|
Arab League moots joint UN peace force for Syria
REUTERS
CAIRO/AMMAN THE Arab League called on Sunday for the UN Security Council to send a joint UN-Arab peacekeeping mission to Syria and decided to scrap its own monitoring team, according to a resolution approved by ministers.
The resolution called for “opening communication channels with the Syrian opposition and providing all forms of political and material support to it”, according to the final resolution drawn up at a meeting in Cairo. It also urged the Syrian opposition to unite.
The resolution said violence against civilians in Syria had violated international law and “perpetrators deserve punishment”. The resolution reaffirmed a call for Arabs to impose economic sanctions on Syria and decided on ending diplomatic cooperation with Damascus.
Syria on Sunday “categorically” rejected the decision by Arab foreign ministers to back the Syrian opposition and call for a joint UNArab peacekeeping mission, the Syrian ambassador to Cairo said.
“The Syrian Arab Republic categorically rejects the decisions of the Arab League,” which he said “reflects the hysteria of these governments” after failing to get foreign intervention at the UN Security Council, Yusef Ahmed said in a statement.

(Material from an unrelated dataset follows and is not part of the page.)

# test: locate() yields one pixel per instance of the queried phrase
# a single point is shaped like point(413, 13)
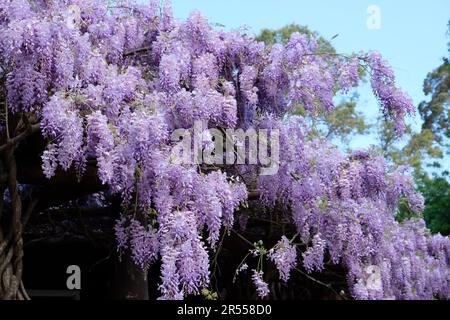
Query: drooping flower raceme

At the meeting, Tunisia said it would host the first meeting on February 24 of a “Friends of Syria” contact group made up of Arab and other states and backed by the West.
Ministers also proposed sending a joint Arab-UN peace-keeping team to Syria, replacing an Arab mission beset by problems since it began work in December.
“How long will we stay as onlookers to what is happening to the brotherly Syrian people, and how much longer will we grant the Syrian regime one period after another so it can commit more massacres against its people?” Saudi Foreign Minister Saud al Faisal asked ministers at the start of the League session.
“At our meeting today I call for decisive measures, after the failure of the half-solutions,” he said. “The Arab League should...open all channels of communication with the Syrian opposition and give all forms of support to it.” He did not specify if that support should include military aid. Western powers have shunned military action, despite widespread condemnation of the repression of the uprising, in which thousands have been killed since it erupted last March.
In the besieged Syrian town of Homs, sporadic rocket and gunfire broke a respite in government bombardments of opposition held neighbourhoods, killing at least four people, according to the activist Syrian Observatory for Human Rights.
Crowds attended the funerals of some of the 28 people killed in bombings of two military sites in the northern city of Aleppo on Friday - attacks the government cited as proof of its contention that it is fighting foreign-backed terrorists.
International efforts to resolve the crisis, among the bloodiest of Arab revolts that overthrew leaders in Libya, Egypt and Tunisia last year, reached an impasse on February 4 when Russia and China blocked a Westernbacked Arab peace plan at the UN Security Council that called for Assad to step down.
Sunday’s meeting in Cairo opened with the resignation of the Sudanese general who led an Arab League peace mission to Syria in December, Mohammed al Dabi. He had been a controversial figure because of his country’s own poor human rights record.
Arab League chief Nabil al Arabi said he was proposing a new joint Arab-UN monitoring team to Syria. Arabi said last week that any new mission would have to be bigger and better equipped and with a different mandate.
The idea of a joint Arab-UN mission has won only a tepid response from UN diplomats.
Tunisian Foreign Minister Rafik Ben Adessalam told ministers that his country would host a meeting of “Friends of Syria,” a plan proposed by France and the United States after Russia and China blocked the Security Council resolution.
“The Syrian people deserve freedom as much as their brothers in Tunisia, Egypt, Libya and other Arab states that witnessed major political change,” he said. Ministers from Gulf Arab states, which have been leading the drive to isolate Assad and end the crackdown on the protests against his 11-year rule, met separately earlier.